Corbyn’s Labour Party; Freedom of Opinion not welcome here

by Theodore Dalrymple

There was a time when taking the pledge meant abjuring strong drink, but members of the Labour Party will soon have to take a different pledge: to abjure strong language online. Apparently Labour MPs have been inundated, or whatever the correct term for it is, by abusive electronic messages. One MP alone, Ruth Smeeth, has received 25,000 abusive messages, including anti-Semitic ones.

There’s democratisation for you! Give everyone a say and what happens? Not a Socratic dialogue but an outpouring of bile. The social media, so-called, have destroyed one of the most precious of our freedoms, namely our freedom from opinion, if insult and abuse can be called opinion.
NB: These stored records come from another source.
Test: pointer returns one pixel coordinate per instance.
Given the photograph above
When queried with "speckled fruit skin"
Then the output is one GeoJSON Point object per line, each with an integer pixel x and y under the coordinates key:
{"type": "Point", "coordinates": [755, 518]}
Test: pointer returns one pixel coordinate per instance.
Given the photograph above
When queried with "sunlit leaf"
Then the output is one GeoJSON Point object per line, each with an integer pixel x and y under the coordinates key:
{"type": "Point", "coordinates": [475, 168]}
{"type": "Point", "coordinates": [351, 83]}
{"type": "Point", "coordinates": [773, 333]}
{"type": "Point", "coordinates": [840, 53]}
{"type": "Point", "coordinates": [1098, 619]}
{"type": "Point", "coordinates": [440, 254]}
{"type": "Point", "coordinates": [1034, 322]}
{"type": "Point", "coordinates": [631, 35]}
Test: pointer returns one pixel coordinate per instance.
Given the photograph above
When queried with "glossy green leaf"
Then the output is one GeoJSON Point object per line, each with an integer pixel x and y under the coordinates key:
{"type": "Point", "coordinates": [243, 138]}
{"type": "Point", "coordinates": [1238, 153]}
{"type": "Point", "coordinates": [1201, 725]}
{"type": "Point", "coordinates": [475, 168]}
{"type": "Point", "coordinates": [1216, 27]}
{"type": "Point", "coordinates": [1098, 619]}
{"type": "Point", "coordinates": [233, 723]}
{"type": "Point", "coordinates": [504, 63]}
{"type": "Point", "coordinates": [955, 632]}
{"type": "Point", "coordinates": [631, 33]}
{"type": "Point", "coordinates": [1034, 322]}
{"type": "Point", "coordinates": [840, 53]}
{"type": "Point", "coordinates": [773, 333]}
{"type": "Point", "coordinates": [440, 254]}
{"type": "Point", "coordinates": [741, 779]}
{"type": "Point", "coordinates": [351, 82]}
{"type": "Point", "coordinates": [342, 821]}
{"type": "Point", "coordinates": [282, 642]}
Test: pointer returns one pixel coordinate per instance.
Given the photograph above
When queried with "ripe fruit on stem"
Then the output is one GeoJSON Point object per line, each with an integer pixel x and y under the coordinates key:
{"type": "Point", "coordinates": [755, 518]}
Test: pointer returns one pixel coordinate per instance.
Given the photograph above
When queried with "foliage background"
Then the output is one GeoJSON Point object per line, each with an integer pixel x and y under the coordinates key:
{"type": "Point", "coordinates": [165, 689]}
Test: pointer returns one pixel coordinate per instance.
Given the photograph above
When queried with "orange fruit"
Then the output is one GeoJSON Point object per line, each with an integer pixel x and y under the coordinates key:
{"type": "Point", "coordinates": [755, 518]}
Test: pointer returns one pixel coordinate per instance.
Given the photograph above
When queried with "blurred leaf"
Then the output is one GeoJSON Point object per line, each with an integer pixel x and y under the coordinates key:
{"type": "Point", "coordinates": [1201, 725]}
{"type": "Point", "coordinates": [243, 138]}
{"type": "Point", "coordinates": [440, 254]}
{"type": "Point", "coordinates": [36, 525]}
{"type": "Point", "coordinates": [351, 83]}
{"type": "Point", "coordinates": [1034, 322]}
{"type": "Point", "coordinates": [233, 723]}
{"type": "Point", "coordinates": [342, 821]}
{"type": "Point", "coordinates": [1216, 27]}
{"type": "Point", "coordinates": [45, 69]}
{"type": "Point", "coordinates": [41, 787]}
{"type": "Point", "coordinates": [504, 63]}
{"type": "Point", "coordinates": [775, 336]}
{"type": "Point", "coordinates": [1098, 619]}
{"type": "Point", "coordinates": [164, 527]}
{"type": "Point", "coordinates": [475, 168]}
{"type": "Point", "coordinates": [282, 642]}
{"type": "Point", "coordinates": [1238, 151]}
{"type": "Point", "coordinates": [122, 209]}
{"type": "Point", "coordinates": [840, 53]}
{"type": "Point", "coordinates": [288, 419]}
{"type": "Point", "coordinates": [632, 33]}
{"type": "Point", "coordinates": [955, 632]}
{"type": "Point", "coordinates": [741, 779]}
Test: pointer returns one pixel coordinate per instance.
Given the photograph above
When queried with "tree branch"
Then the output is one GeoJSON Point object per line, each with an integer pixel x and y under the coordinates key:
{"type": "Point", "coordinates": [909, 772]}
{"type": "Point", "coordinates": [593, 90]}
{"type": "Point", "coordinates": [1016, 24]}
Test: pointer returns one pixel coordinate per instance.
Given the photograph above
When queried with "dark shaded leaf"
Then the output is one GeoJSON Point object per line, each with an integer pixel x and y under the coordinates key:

As for Mr Corbyn’s supposed desire for a kinder, gentler politics, it seems to have evaporated into a cloud of vituperation.

This is a powerful reminder (and, as Doctor Johnson said, we need more often to be reminded than informed) that hatred is often the reverse side of the coin of humanitarian sentiment. Those who claim to wish humanity well often in practice wish their neighbour ill.

But it would be a mistake to conclude from any of this that Mr Corbyn is unelectable. After all, hatred is by far the strongest political emotion and it takes very little for it to spread far and wide and deep. Talk of the demise of the Labour Party is premature: we heard it before when Mrs thatcher won her third election, and we hear of the death of the Tory Party after Mr Blair’s third election victory.

When things go badly – as they always do if you wait long enough, which is often not very long at all – people seek an alternative, even if by all rational calculations the alternative is worse than status quo. That the enemy of my enemy is my friend is undoubtedly false; but it is a mode of thought, or at least of feeling, that is deeply inscribed in human instinct, which very few people try to control. Thus, if there were a serious economic downturn or some other hardship that occurred under the present dispensation, people soon would look for another.

It is true that as things stand Mrs May would win hands down if there were an election tomorrow. But a day – an hour in the age of the social media – is a long time in politics. Underestimating political opponents, however feeble they may seem, is a mistake, especially if their stock-in-trade is hatred and resentment.